Bamako--A militant opened fire on a UN residence in the Malian capital Bamako on Wednesday, wounding a civilian guard and damaging vehicles, the organisation's peacekeeping mission said.
The assailant tried to set fire to one of the force's vehicles parked in front of the residence housing troops in the city's southeastern Faso Kanu neighbourhood around 2:30 am (0230 GMT), the MINUSMA force said in a statement.
Before escaping, he shot and wounded the guard and then opened fire on the building and parked UN-marked cars, the statement added.
"MINUSMA condemns in the strongest terms this attack against its staff and property, which constitutes a serious crime under international law," the mission said.
"It calls on the Malian authorities to make every effort to identify those responsible for this act and bring them to justice."
The statement said members of UNMAS, the mission's mine-clearing service, had been called to defuse two unexploded grenades found at the scene.
A source close to the investigation described the attack as an act of "terrorism" and said the perpetrator probably had accomplices, although there was no official confirmation.

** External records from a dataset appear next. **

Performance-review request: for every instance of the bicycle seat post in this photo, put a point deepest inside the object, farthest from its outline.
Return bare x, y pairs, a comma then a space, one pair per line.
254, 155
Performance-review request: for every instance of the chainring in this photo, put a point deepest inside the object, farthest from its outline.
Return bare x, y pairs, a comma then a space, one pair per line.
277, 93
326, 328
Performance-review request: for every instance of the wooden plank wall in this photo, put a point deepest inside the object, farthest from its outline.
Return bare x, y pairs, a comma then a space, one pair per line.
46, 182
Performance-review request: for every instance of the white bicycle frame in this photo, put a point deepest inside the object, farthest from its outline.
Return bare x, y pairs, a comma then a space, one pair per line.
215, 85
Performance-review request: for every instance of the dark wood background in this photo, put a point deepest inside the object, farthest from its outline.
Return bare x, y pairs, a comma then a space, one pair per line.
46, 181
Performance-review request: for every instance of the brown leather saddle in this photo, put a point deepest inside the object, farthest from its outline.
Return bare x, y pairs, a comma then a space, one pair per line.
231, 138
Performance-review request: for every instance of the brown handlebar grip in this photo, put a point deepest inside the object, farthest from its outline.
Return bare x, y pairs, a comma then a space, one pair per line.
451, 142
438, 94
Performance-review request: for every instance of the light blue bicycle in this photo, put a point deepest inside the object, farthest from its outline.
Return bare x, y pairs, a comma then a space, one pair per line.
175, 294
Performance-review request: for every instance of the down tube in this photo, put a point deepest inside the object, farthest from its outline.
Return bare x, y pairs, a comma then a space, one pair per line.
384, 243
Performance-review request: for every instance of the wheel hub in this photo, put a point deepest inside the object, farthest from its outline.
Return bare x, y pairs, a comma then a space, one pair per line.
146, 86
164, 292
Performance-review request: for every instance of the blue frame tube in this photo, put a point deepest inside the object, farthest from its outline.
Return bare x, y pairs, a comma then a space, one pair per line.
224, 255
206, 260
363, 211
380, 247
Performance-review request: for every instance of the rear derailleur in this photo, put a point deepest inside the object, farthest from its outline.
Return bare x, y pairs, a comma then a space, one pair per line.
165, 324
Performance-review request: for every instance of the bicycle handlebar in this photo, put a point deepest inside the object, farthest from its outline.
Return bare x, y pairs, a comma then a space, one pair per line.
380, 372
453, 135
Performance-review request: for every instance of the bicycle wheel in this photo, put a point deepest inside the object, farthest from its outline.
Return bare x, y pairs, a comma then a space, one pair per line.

The source, speaking on condition of anonymity, said the idea of setting the car alight was to lure a large number of peacekeepers into the street to gun them down.
No one claimed responsibility for the attack, but it comes at a time of strained relations between the government and MINUSMA, which complained at the weekend that its impartiality was being "regularly called into question".
Reacting to criticism of the mission by Malian President Ibrahim Boubacar Keita, the force said "neither its contribution nor its sacrifices are accorded their proper value".
Keita's broadside came at the end of a speech by UN Secretary General Ban Ki-moon, read out in Bamako on Friday by the UN's chief peacekeeper Herve Ladsous, lamenting serious violations of ceasefire agreements "on all sides".